TCPR’s Take: TCPR has disputed the purported advantage of Zyprexa for core psychotic symptoms in the CATIE study because the drug was dosed more robustly than its competing agents. In this analysis, however, the fact that high_dose Zyprexa (as well as the other atypicals) yielded no benefit over Trilafon for depression is an important finding. This may be specific to Trilafon, which is a medium potency agent that is less likely than other first generation agents to cause symptoms that may appear to be depression, such as parkinsonism.
Should We Give Patients the Treatment They Request?
Since antidepressants and psychotherapy are about equally effective for mild to moderate depression, how do we decide which to use for a given patient? Common sense would dictate that we simply ask patients which they would prefer.
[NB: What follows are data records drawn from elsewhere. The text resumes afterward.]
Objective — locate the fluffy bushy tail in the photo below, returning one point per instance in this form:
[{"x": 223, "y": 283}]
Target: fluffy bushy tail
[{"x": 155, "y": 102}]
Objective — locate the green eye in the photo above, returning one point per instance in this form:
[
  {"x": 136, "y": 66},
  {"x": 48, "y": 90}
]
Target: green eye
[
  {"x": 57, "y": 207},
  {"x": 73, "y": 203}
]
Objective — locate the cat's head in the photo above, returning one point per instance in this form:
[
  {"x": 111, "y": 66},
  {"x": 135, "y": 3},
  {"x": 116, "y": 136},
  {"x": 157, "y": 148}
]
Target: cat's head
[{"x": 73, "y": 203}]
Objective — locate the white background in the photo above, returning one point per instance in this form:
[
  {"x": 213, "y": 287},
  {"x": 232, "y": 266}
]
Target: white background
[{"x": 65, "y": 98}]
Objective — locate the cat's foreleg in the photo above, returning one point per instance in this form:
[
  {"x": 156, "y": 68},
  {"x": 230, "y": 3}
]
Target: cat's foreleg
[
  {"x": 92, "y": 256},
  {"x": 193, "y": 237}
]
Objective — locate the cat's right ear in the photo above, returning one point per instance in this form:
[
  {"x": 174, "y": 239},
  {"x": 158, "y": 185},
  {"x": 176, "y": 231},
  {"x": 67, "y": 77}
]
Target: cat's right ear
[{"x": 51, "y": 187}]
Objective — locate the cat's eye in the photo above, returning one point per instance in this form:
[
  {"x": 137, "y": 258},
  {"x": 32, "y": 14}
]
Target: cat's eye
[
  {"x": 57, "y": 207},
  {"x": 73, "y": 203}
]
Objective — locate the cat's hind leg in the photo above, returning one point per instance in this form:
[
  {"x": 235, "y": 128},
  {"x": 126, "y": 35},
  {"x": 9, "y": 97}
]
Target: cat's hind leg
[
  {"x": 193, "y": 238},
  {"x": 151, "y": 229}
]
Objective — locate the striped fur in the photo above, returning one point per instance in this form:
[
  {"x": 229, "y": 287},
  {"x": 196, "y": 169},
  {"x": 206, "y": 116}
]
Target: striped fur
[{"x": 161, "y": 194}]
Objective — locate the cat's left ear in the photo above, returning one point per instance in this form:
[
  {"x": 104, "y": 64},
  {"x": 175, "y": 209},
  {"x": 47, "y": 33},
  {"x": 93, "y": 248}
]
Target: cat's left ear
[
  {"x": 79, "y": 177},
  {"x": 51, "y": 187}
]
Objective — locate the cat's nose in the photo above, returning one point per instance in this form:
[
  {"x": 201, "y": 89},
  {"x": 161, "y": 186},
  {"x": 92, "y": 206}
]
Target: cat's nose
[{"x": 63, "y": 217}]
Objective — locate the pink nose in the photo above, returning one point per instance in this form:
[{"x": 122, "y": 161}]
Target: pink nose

Presumably, if a patient has faith in one versus the other treatment, the placebo effect will augment whatever specific effect the treatment may have. But has research borne out this assumption?
As it turns out, there has been little research on this issue, and its quality has been mixed (Swift JK et al, J Clin Psychol 2009;65(4):368–381). A recent trial used an interesting methodology, both randomly assigning some patients to their preferred or non-preferred treatment, and also allowing some participants to select their treatment.
A total of 145 mildly to moderately depressed patients were randomly assigned to one of three groups: 1) 10 weeks of sertraline (Zoloft) 50 mg with possible dose escalation to 200 mg; 2) 10 sessions of group cognitive behavioral treatment (CBT); or 3) patient choice of either Zoloft or CBT. But before they were randomized, all patients were asked whether they preferred to receive a drug or psychotherapy for their depression.
The researchers then compared HAM-D scores and remission rates of patients who wanted or did not want the treatment to which they were assigned. And here’s where things get interesting. In the Zoloft arm, the remission rate (RR) of those preferring a drug was 46%; the RR of those preferring therapy was 43%. In the CBT group, the RR of those preferring CBT was 43.9%; the RR of those preferring Zoloft was 0%. Similar results were seen on HAM-D scores. Clearly, patients who did not prefer psychotherapy had poor outcomes when assigned to receive CBT (Mergl R et al, Psychother Psychosom 2011;80(1):39–47).
TCPR’s Take: The results only partially confirm the common sense view that when all other factors are equal, patients will do better when offered the treatment they prefer. Just about all patients improved equivalently in this trial— the glaring exception being those who wanted meds but were assigned to therapy. On the other hand, those wanting therapy did just as well whether assigned to therapy or meds—which is something of a surprise. A potential explanation is that, according to the authors, patients were provided with “extensive education” about Zoloft after they had stated their treatment preference. This may have influenced some patients who felt negatively about Zoloft to feel more positively about the drug—which could have inflated the apparent Zoloft efficacy. Overall, the study’s results suggest that we should provide treatment in accordance with our patient’s preferences when feasible—though it may be especially important to respect the wishes of those patients who prefer medication treatment.